Der stabile Betrieb unterirdischer Fernwärmenetze über Jahrzehnte hängt ausschließlich von der Qualität der Rohrleitungen selbst ab. Eine seriöse Fabrik für isolierte Rohre verwendet im Wesentlichen standardisierte Produktionslinien, um Stahlrohre, Isolierschichten und schützende Außengehäuse eng in einer einzigen Einheit zu integrieren und so Wärmeverluste und äußere Korrosion an der Quelle zu vermeiden.
1. Integriertes dreischichtiges Formteil
Der Kern der Herstellung hochwertiger vorisolierter Rohre liegt in der physischen Integration von drei unterschiedlichen Materialien:
Service Pipe: Verantwortlich für den Flüssigkeitstransport; Das Material-Kohlenstoffstahl, Edelstahl oder hochwertiger-Kunststoff-wird auf der Grundlage der Temperatur und des Drucks des Mediums ausgewählt.

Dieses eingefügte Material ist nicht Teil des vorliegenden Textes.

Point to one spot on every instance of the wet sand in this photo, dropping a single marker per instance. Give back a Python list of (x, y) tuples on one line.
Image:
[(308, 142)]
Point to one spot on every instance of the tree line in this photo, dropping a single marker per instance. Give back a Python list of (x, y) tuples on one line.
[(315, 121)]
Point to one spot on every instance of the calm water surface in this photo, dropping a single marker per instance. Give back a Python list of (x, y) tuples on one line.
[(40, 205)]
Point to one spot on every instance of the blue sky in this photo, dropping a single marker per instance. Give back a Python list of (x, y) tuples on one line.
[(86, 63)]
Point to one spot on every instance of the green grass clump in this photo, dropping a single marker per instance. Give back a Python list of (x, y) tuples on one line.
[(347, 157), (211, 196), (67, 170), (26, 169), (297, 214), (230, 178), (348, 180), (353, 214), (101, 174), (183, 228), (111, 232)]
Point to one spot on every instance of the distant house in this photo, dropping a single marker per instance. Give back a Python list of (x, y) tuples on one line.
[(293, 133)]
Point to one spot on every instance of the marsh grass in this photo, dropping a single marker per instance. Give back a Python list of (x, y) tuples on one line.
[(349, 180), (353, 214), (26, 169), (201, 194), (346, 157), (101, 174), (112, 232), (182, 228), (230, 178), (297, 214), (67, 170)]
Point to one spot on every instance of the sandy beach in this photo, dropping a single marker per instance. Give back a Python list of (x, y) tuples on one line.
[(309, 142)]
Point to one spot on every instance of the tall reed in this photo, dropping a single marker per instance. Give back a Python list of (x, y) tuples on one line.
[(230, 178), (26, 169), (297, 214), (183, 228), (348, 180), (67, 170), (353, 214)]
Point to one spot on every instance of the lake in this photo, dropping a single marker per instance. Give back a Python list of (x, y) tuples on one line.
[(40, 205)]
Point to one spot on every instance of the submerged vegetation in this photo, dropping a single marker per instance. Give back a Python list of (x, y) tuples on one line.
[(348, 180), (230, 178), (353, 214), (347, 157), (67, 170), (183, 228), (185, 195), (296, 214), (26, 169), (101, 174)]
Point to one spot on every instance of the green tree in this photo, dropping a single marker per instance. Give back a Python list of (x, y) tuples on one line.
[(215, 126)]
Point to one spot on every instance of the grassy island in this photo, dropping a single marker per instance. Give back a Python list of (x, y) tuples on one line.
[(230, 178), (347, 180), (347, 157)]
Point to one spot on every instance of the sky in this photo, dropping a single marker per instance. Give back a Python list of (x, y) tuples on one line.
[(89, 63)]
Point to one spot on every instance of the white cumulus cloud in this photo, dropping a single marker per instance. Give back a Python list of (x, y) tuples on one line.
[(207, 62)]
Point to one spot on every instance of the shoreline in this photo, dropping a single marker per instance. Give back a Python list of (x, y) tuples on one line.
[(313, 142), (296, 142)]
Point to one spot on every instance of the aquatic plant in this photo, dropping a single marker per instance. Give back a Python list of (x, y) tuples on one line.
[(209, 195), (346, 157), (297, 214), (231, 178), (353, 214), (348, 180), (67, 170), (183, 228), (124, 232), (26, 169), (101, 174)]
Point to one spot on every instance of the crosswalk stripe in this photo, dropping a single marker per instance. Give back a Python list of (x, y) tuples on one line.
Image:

Isolierkern: Hartes Polyurethan wird unter hohem Druck in den Raum zwischen den Rohren eingespritzt. Die automatisierte Einspritzung gewährleistet eine gleichmäßige Schaumbildung und das Fehlen von Luftporen, wodurch der Wärmeverlust minimiert wird.
Äußeres Schutzgehäuse: Typischerweise aus hochdichtem Polyethylen (HDPE) oder Metall gefertigt, fungiert es als wasserdichte „Panzerung“ gegen das Eindringen von Grundwasser und bodenbasierter chemischer Korrosion.
2. Strenge Qualitätskontrolle vor dem Versand
Bei unterirdischen Installationen sind Reparaturen nach-dem Bau ein großes Problem. Renommierte Hersteller isolierter Rohre unterziehen ihre Produkte vor dem Versand mehreren kritischen Prüfungen:
Schweiß- und Druckprüfung: Das innere Stahlrohr wird einer zerstörungsfreien Prüfung (NDT) und einer hydrostatischen Hochdruckprüfung unterzogen, um sicherzustellen, dass es keine Lecks gibt.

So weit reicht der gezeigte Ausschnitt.